My first rejection on a related patent was just received 2.5 years after initial filing. It took this long because the Govt. takes money from USPTO (which runs a surplus) and sends it to the General Fund. USA innovation friendly? Not the way I see it.

NoBrick , February 7, 2020 at 11:20 am

"But for those who complain about Sanders not going after important targets "

Consider the wisdom of Susan Webber:
"Wisdom of the CEO is comprimised work. These CEOs "know" that too much candor,
either individually or institutionally, is not a pro-survival strategy."

Diogenes , February 7, 2020 at 11:53 am

I think the comparison of banks to welfare queens is quite unfair.

To welfare queens, that is.

Assuming they exist outside of the sweaty PR fantasies of those of a certain political stripe, presumably even a welfare queen is not living 100% off of the munificence of the state, whereas the implied value of the "Too Big To Fail" guaranty subsidy was determined to be very nearly in the same amount as the annual profits of the recipient banks. In other words, they're complete wards of the state. Doesn't get much more socialistic than that.

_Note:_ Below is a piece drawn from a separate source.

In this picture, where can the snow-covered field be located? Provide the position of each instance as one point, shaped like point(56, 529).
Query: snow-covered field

In other words: "Socialism for me, markets for thee."

Susan the other , February 7, 2020 at 12:17 pm

Thank you, Yves for this post. Alder has very logical and accessible ideas. "Interdependent Individualism" is a good way to begin. When he says "socialists recoil against individual performance-based rewards" I can't help but think the rewards should be gifted from the workers to the bosses. Because that would be very change-promoting. Top down has a tendency to stagnate motivation – even offensively – like tossing them a few crumbs to keep them quiet. imo. This also really does sound Japanese. I'm not sure I can relate to the way they cooperate; from them there is not so much as a polite argument; certainly no sarcastic barbs. Americans are the exact opposite – we cooperate competitively in a sense. But Climate Change will dictate our direction regardless of decorum. My own sense of our dilemma is that "free market" corporations make their profits by extracting from labor and the exploitation of the environment, and by externalizing costs to society. Big disconnect. Huge, in fact. This is why "capitalism" has failed to address climate change. Anybody else notice that China has forbidden short selling as we speak? Just like the Fed did in 2009 with QE, etc. That's probably because if the economy crashes (regardless of how illogical it has become) it will take way too long to put back together. And there's work to be done. I remember Randy Wray dryly responding to Jacobin's criticism (of MMT) that the ideological socialists would rather see a bloody Marxist uprising than a peaceful evolution. I do think Wray is right on ideological blinders on both sides. One quibble I have with this very wise post is that it assumes (I think) that we cannot change our ways fast enough to mobilize adequately to address climate change. I think we've been doing it pretty aggressively since 2009. Literally a world war to control oil and maintain financial supremacy; serious consideration of our options by the political class (turning to MMT, etc.); slamming the breaks on trade and manufacturing; subsidizing essential industries. I'm sure there are other things going on under the radar. So I wouldn't discount our ability to mobilize – just our inability to admit it. Clearly we want to do things selectively.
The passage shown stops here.